Die Kohlefaser an sich nicht, aber das Bindemittel wird in manchen Beiträgen als problematisch erwähnt. Wobei ich in Artikeln gelesen hatte, dass Bindemittel auf Epoxydharzbasis beständig gegen Öl und Fett sein sollen.


----------



## --- (6. November 2017)

Furzegal. Kannst nehmen was du willst.

Man möge doch mal ein Carbonteil zeigen welches durch Fett oder Öl zerstört oder angegriffen wurde.

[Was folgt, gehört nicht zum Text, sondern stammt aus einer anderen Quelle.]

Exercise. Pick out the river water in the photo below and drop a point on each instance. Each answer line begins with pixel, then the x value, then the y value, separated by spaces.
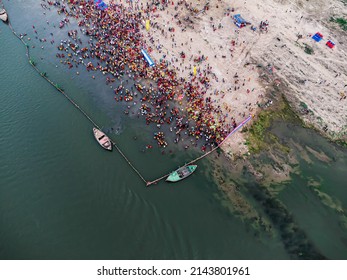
pixel 63 197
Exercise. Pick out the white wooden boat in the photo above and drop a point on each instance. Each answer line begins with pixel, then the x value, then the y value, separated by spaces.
pixel 3 15
pixel 102 139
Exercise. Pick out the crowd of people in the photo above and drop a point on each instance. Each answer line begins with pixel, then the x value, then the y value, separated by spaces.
pixel 114 48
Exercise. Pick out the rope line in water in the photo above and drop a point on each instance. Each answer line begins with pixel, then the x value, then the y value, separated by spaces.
pixel 148 183
pixel 32 63
pixel 204 155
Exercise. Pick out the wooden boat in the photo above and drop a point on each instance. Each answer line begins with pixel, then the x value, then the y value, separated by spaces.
pixel 102 139
pixel 3 15
pixel 181 173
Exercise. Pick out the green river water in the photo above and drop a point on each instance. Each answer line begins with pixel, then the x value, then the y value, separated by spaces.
pixel 63 197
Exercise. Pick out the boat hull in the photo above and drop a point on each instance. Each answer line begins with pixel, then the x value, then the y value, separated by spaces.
pixel 102 139
pixel 3 15
pixel 181 173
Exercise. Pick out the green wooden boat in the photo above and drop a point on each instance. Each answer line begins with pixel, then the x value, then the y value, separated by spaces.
pixel 181 173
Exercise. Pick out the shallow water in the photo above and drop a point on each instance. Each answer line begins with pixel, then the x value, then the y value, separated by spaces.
pixel 63 197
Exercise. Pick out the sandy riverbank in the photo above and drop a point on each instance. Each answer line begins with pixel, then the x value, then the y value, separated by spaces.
pixel 315 82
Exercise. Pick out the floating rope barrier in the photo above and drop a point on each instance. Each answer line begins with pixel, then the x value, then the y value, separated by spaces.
pixel 57 87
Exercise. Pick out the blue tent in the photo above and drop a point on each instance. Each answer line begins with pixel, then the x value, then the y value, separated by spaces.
pixel 317 37
pixel 239 21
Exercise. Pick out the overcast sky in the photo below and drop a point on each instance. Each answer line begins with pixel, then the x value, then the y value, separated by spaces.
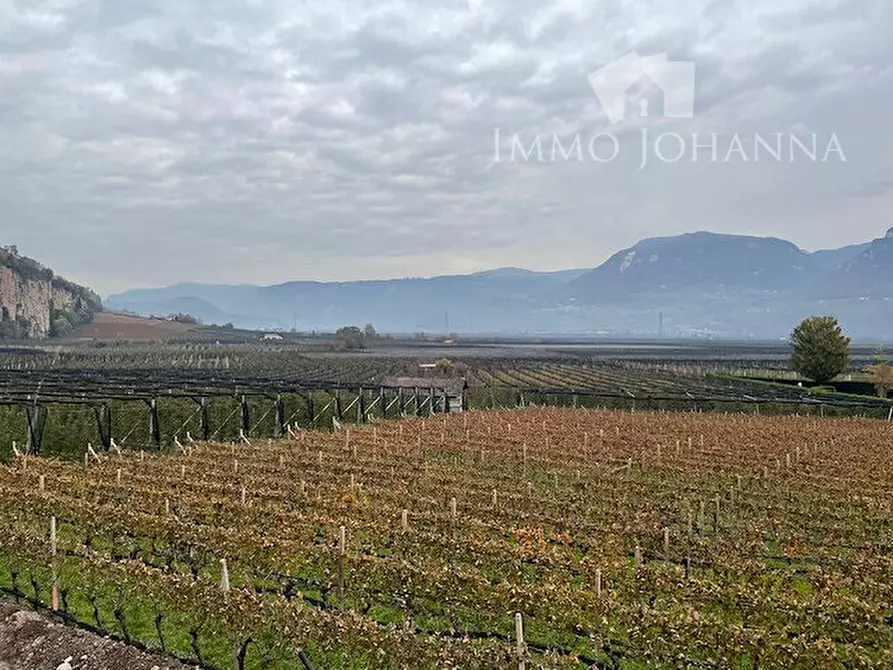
pixel 147 142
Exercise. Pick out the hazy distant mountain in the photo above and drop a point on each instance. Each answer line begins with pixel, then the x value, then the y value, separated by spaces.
pixel 831 259
pixel 704 283
pixel 695 264
pixel 492 300
pixel 868 274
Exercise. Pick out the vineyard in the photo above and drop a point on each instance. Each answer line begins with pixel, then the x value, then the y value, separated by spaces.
pixel 539 537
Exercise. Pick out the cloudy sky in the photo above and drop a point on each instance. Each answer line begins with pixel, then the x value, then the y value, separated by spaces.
pixel 146 142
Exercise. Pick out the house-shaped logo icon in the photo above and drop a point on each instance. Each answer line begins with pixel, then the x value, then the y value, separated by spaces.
pixel 676 79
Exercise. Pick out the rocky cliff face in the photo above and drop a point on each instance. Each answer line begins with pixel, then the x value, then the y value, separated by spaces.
pixel 34 303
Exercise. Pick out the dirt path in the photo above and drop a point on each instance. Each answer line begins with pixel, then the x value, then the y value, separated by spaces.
pixel 29 641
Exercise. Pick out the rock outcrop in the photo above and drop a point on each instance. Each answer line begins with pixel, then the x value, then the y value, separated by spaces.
pixel 37 304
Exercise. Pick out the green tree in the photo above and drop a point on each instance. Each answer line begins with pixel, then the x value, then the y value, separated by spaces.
pixel 350 337
pixel 821 350
pixel 881 373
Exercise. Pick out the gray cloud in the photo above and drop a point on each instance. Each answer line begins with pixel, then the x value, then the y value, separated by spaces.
pixel 143 143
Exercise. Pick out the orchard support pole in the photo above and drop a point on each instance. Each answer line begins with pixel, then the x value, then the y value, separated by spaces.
pixel 280 416
pixel 154 424
pixel 246 416
pixel 103 415
pixel 205 418
pixel 37 416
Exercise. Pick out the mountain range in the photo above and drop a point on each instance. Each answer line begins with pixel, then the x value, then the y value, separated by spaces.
pixel 698 283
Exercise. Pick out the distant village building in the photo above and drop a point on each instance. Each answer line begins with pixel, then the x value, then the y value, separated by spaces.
pixel 455 388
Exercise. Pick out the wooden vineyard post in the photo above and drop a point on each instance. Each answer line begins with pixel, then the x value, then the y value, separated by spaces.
pixel 342 548
pixel 521 647
pixel 224 587
pixel 55 566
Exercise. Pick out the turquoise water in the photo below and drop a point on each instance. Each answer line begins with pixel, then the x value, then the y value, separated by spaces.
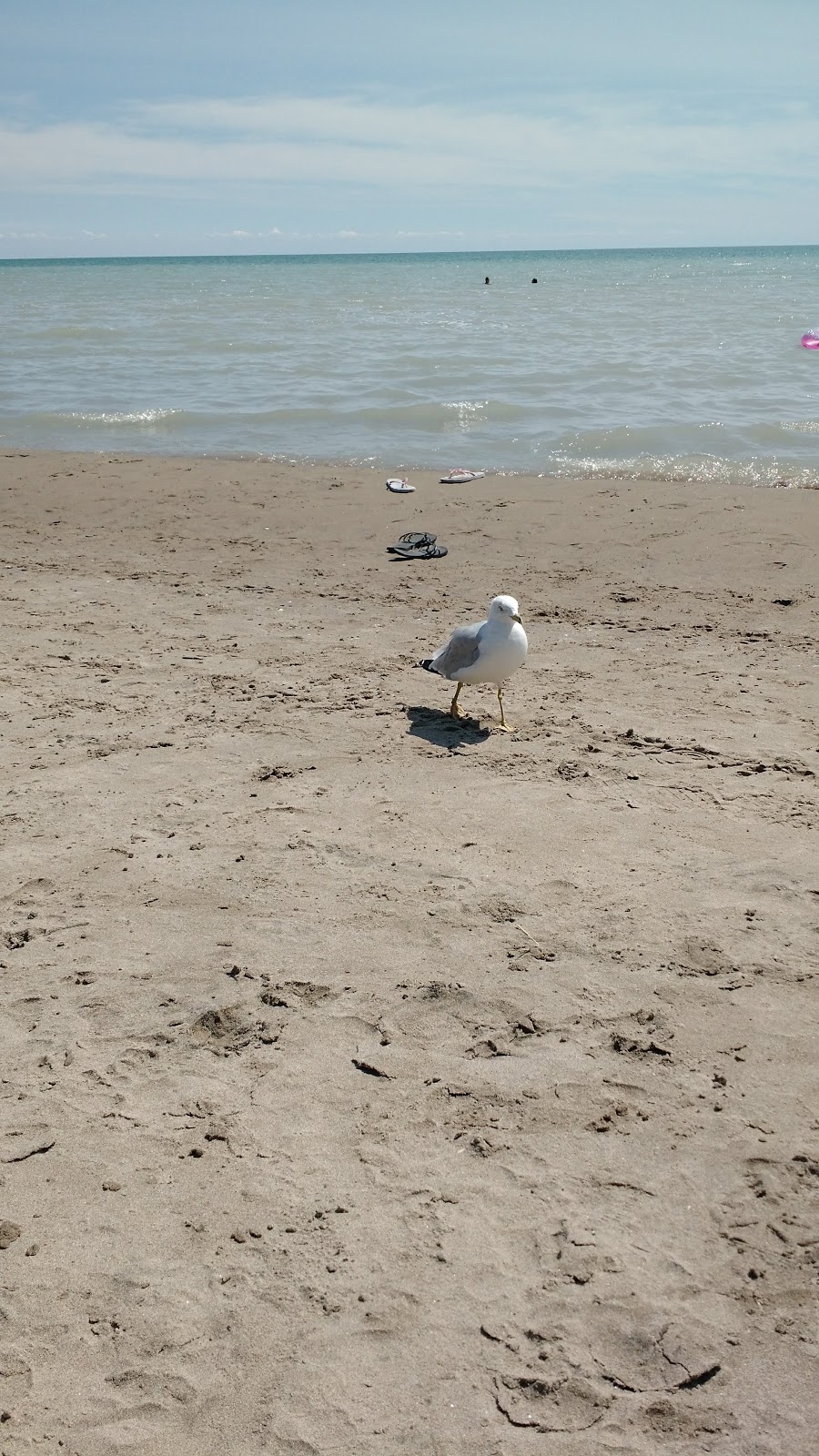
pixel 671 363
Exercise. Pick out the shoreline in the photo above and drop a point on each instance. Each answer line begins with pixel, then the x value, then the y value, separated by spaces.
pixel 379 1084
pixel 383 468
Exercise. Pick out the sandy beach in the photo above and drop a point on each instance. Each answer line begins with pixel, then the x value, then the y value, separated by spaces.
pixel 375 1084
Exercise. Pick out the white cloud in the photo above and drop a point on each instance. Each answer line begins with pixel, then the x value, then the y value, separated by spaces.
pixel 375 143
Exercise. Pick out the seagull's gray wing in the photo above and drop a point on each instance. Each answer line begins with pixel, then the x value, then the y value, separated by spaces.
pixel 462 652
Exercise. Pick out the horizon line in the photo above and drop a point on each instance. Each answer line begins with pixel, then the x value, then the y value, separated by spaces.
pixel 429 252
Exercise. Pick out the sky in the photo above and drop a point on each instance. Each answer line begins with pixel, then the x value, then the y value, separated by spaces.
pixel 169 127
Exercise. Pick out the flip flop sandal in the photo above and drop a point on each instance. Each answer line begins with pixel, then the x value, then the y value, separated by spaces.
pixel 420 552
pixel 414 539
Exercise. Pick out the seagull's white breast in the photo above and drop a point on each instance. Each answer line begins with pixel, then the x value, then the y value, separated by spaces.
pixel 503 652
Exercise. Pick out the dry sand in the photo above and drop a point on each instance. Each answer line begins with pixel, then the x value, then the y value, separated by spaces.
pixel 373 1084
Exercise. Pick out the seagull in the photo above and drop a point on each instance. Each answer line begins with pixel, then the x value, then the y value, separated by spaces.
pixel 484 652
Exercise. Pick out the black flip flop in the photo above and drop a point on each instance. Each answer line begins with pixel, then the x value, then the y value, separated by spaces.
pixel 414 539
pixel 419 552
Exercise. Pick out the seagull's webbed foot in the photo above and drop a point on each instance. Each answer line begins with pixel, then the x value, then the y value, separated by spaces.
pixel 503 725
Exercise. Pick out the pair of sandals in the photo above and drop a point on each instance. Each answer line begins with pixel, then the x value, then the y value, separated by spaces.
pixel 417 546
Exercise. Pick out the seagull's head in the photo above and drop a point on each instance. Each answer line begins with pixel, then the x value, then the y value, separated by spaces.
pixel 504 609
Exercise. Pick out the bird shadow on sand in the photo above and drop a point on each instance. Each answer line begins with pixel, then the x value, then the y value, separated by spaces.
pixel 442 730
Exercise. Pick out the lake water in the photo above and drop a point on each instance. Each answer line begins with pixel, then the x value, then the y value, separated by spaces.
pixel 659 363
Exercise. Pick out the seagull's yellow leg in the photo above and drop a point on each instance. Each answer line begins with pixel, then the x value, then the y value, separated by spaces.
pixel 504 727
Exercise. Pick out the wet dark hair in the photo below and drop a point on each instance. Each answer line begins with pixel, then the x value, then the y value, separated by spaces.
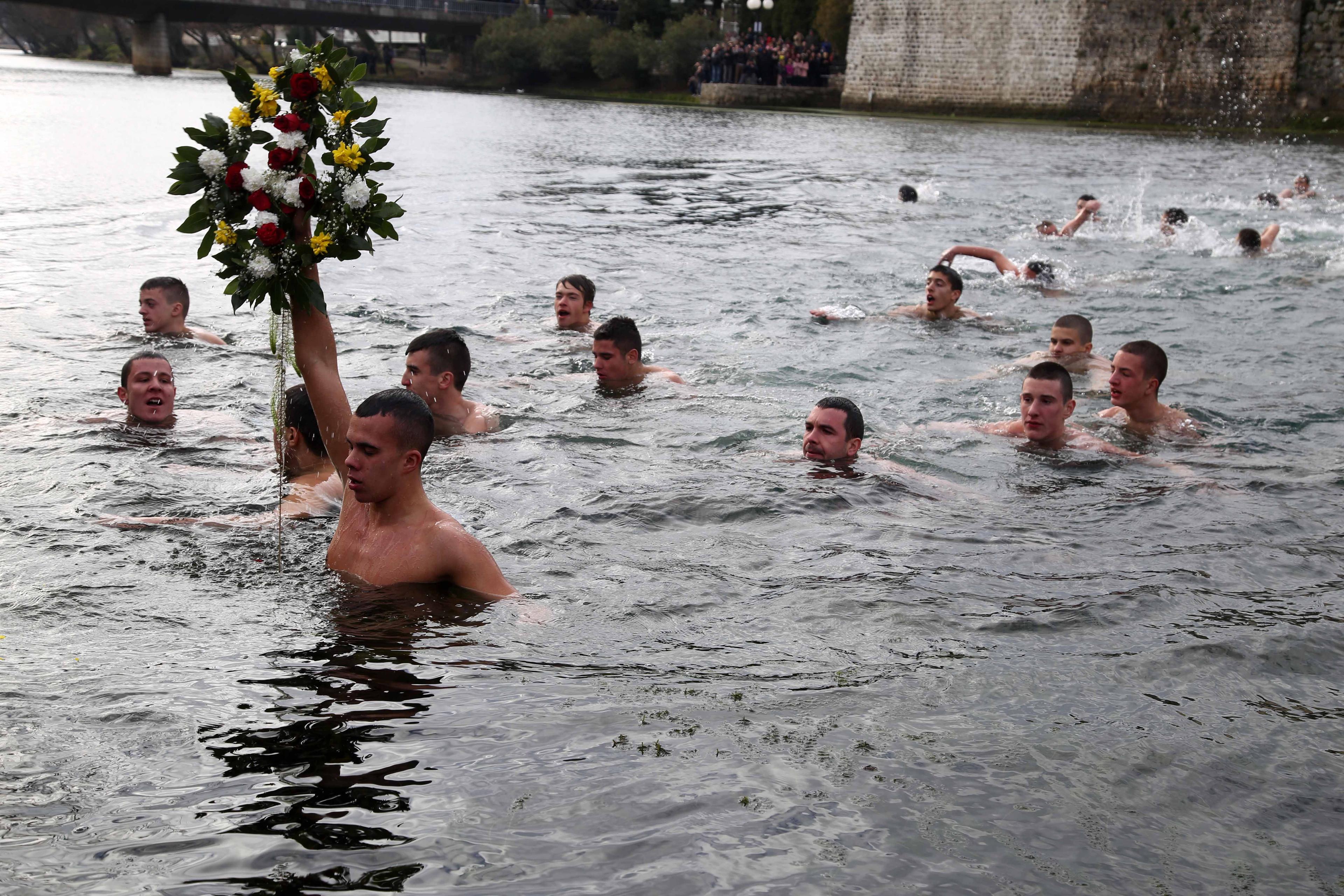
pixel 1051 371
pixel 447 352
pixel 174 289
pixel 853 415
pixel 1155 359
pixel 1045 272
pixel 139 357
pixel 953 277
pixel 1078 324
pixel 299 413
pixel 582 284
pixel 409 412
pixel 623 332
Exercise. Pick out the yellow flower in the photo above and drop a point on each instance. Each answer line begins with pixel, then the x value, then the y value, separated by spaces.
pixel 349 156
pixel 268 101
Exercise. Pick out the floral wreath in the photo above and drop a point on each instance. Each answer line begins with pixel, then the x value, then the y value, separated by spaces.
pixel 267 256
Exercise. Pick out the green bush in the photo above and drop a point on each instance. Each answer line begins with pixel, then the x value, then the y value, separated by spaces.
pixel 568 46
pixel 624 54
pixel 511 48
pixel 683 42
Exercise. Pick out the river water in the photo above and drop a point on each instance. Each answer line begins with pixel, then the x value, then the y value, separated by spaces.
pixel 732 675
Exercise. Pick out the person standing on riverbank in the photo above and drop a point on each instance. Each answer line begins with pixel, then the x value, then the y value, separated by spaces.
pixel 164 303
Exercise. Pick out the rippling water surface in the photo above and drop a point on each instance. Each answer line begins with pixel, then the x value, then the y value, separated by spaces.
pixel 1073 675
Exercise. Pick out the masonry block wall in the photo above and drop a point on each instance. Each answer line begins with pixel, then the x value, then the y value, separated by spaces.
pixel 1187 61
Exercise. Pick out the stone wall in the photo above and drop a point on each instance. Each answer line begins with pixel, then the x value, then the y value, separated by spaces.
pixel 1163 61
pixel 1320 65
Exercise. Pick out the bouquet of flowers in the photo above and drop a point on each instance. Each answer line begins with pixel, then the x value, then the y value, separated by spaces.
pixel 256 213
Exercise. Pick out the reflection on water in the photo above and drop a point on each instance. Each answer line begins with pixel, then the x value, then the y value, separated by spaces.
pixel 1023 673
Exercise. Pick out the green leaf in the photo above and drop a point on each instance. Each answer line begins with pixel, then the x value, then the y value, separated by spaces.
pixel 371 128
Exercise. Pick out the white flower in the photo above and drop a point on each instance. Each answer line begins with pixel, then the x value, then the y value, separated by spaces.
pixel 357 194
pixel 254 179
pixel 213 162
pixel 292 140
pixel 261 268
pixel 289 195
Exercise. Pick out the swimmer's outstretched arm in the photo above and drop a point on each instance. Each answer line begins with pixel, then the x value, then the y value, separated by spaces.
pixel 980 252
pixel 1081 218
pixel 315 354
pixel 1268 238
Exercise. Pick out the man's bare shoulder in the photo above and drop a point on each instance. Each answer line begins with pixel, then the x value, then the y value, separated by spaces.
pixel 206 336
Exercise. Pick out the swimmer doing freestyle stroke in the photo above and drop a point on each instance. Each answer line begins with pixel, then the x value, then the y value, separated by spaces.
pixel 389 531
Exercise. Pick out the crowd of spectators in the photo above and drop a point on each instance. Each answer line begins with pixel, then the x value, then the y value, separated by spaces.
pixel 760 59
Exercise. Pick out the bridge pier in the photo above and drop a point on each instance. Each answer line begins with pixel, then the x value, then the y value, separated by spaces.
pixel 150 48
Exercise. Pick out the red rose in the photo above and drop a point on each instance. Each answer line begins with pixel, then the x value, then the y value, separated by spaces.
pixel 291 121
pixel 280 158
pixel 271 236
pixel 304 86
pixel 234 176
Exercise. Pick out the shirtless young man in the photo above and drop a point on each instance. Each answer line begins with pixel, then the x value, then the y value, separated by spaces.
pixel 574 298
pixel 1138 373
pixel 1038 272
pixel 389 530
pixel 163 308
pixel 437 365
pixel 315 488
pixel 943 290
pixel 1302 189
pixel 1088 209
pixel 1070 347
pixel 617 355
pixel 1046 404
pixel 1253 242
pixel 147 390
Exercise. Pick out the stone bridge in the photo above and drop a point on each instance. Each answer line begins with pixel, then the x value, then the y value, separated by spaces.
pixel 150 46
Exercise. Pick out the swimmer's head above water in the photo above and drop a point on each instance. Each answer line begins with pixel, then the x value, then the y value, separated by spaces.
pixel 1070 336
pixel 943 289
pixel 834 430
pixel 1046 404
pixel 617 352
pixel 437 366
pixel 147 389
pixel 389 436
pixel 303 439
pixel 574 298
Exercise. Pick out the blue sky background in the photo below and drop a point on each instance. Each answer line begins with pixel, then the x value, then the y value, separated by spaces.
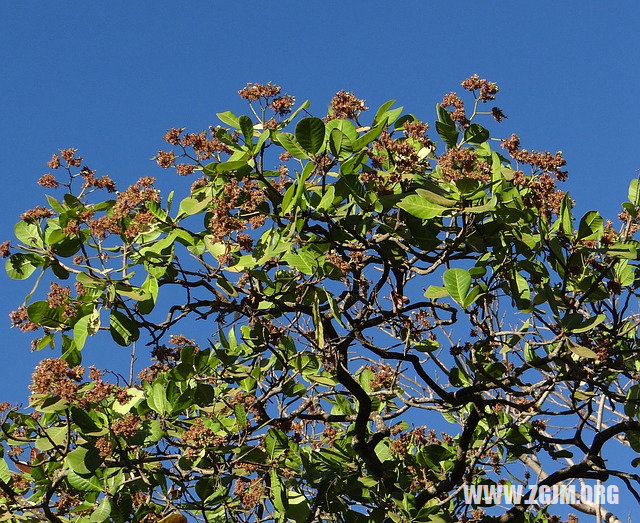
pixel 109 78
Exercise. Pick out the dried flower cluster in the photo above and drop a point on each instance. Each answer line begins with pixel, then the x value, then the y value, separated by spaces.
pixel 346 105
pixel 54 376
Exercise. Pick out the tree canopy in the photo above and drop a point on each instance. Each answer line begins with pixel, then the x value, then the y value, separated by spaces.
pixel 350 318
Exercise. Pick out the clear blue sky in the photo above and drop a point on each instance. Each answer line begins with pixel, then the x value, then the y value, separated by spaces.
pixel 110 77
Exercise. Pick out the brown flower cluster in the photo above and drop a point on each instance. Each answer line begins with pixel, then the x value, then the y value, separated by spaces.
pixel 66 502
pixel 250 403
pixel 59 296
pixel 36 214
pixel 345 105
pixel 104 447
pixel 69 156
pixel 90 180
pixel 172 136
pixel 416 437
pixel 150 373
pixel 20 319
pixel 205 147
pixel 544 161
pixel 497 114
pixel 165 159
pixel 54 376
pixel 542 195
pixel 246 197
pixel 342 264
pixel 198 437
pixel 54 163
pixel 254 92
pixel 283 104
pixel 417 130
pixel 249 493
pixel 48 180
pixel 100 390
pixel 127 426
pixel 5 249
pixel 463 163
pixel 401 153
pixel 458 114
pixel 129 213
pixel 383 376
pixel 487 89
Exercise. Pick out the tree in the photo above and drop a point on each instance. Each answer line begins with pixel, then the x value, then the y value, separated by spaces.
pixel 328 294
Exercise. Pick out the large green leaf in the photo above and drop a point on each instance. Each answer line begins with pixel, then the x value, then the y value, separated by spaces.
pixel 310 134
pixel 123 330
pixel 290 143
pixel 20 266
pixel 102 511
pixel 634 192
pixel 421 207
pixel 591 226
pixel 457 282
pixel 476 134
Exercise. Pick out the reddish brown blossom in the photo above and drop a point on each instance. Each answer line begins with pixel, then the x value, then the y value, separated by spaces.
pixel 487 89
pixel 283 104
pixel 36 213
pixel 104 447
pixel 5 249
pixel 497 114
pixel 54 376
pixel 58 295
pixel 183 169
pixel 172 136
pixel 254 92
pixel 544 161
pixel 458 115
pixel 165 159
pixel 463 163
pixel 69 156
pixel 48 180
pixel 54 163
pixel 346 105
pixel 126 426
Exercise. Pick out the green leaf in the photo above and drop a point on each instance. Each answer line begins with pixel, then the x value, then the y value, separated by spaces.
pixel 289 142
pixel 444 116
pixel 39 312
pixel 421 207
pixel 275 443
pixel 581 351
pixel 476 134
pixel 434 292
pixel 123 330
pixel 157 398
pixel 457 282
pixel 27 233
pixel 229 118
pixel 20 266
pixel 334 308
pixel 246 125
pixel 577 324
pixel 86 326
pixel 634 192
pixel 310 134
pixel 436 198
pixel 591 226
pixel 83 460
pixel 85 485
pixel 381 111
pixel 102 512
pixel 327 199
pixel 5 474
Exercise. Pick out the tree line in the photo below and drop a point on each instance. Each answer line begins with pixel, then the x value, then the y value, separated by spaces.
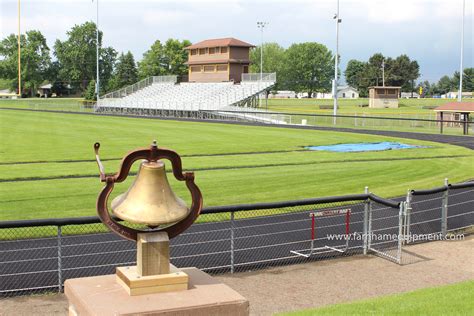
pixel 302 67
pixel 71 64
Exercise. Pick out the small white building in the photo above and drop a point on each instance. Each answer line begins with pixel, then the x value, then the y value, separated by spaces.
pixel 409 95
pixel 343 92
pixel 283 94
pixel 454 95
pixel 347 92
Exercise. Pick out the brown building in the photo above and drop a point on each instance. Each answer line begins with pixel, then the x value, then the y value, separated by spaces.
pixel 216 60
pixel 456 113
pixel 383 97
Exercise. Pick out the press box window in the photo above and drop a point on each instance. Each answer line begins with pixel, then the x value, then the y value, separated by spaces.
pixel 209 68
pixel 195 68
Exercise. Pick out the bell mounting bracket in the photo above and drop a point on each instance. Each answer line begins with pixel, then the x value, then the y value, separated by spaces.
pixel 153 153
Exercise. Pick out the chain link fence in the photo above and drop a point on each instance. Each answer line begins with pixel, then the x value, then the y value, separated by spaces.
pixel 39 255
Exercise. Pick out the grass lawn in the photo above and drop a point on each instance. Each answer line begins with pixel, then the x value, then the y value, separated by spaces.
pixel 233 163
pixel 407 107
pixel 457 299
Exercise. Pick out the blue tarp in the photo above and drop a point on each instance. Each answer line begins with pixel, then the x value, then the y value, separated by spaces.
pixel 363 147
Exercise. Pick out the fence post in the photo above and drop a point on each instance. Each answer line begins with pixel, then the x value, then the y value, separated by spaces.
pixel 232 231
pixel 369 227
pixel 401 217
pixel 60 268
pixel 444 209
pixel 408 217
pixel 367 208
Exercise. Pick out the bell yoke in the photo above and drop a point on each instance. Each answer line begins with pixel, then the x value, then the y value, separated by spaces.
pixel 150 200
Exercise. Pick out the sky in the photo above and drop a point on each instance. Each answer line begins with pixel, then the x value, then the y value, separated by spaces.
pixel 428 31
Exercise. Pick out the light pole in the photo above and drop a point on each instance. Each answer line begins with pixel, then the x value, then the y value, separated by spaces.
pixel 261 26
pixel 461 70
pixel 97 85
pixel 19 51
pixel 383 72
pixel 334 83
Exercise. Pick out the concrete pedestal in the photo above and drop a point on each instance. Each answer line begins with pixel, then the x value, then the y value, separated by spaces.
pixel 103 296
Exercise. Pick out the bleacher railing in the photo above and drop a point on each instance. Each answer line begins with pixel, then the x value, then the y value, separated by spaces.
pixel 259 77
pixel 140 85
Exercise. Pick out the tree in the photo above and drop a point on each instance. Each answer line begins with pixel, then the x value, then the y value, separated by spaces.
pixel 308 67
pixel 175 57
pixel 273 61
pixel 356 76
pixel 77 56
pixel 35 60
pixel 168 59
pixel 126 72
pixel 445 84
pixel 403 72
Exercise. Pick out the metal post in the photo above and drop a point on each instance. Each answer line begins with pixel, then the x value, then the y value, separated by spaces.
pixel 97 52
pixel 444 209
pixel 408 215
pixel 232 233
pixel 19 51
pixel 60 267
pixel 366 219
pixel 336 17
pixel 401 217
pixel 461 70
pixel 369 228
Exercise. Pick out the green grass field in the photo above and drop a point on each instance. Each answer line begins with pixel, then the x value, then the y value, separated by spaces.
pixel 39 152
pixel 457 299
pixel 407 107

Bei manchen Carbonrahmen sind die Lagersitze zudem mit Alubuchsen versehen.


----------



## Skwal (6. November 2017)

Immer wieder beschleicht mich das Gefühl, dass hier ausschließlich Nasa Wissenschaftler unterwegs sind, die aber leider null Gespür für die Mechanik haben...
Gut, ist vielleicht bei den echten Wissenschaftlern genauso.


----------



## J-F-E (7. November 2017)

Skwal schrieb:


> Immer wieder beschleicht mich das Gefühl, dass hier ausschließlich Nasa Wissenschaftler unterwegs sind, die aber leider null Gespür für die Mechanik haben...
> Gut, ist vielleicht bei den echten Wissenschaftlern genauso.


Vielen Dank für diesen wertvollen und hilfreichen Beitrag 
Hier geht es aber eigentlich auch eher um die chemischen und nicht die mechanischen Eigenschaften.


----------



## memphis35 (7. November 2017)

J-F-E schrieb:


> Hier geht es aber eigentlich auch eher um die chemischen und nicht die mechanischen Eigenschaften


Auch dass muß von den Nasa-u. Bikewissenschaftlern genauestens berücksichtig werden . Sonst explodieren die Raketen u. auch die Lagersitze .


----------



## JBL4435 (7. November 2017)

http://www.motorex.com/index.cfm?oid=1158&lang=de&webtoolDbTemp=eintragDetail&eintragId=8233
"carbon geprüft"

Zwar nicht Nasa, aber hilfreich. Ist ein bewährtes Fett.


----------



## MTB-News.de




----------



## Lisma (7. November 2017)

Skwal schrieb:


> Immer wieder beschleicht mich das Gefühl, dass hier ausschließlich Nasa Wissenschaftler unterwegs sind, die aber leider null Gespür für die Mechanik haben...
> Gut, ist vielleicht bei den echten Wissenschaftlern genauso.


Häh?!


----------



## J-F-E (7. November 2017)

JBL4435 schrieb:


> http://www.motorex.com/index.cfm?oid=1158&lang=de&webtoolDbTemp=eintragDetail&eintragId=8233
> "carbon geprüft"
> Zwar nicht Nasa, aber hilfreich. Ist ein bewährtes Fett.


Super, vielen Dank. DAS war tatsächlich hilfreich


----------



## fone (7. November 2017)

Mir ist etwas suspekt was er mit dem Fett anstellt...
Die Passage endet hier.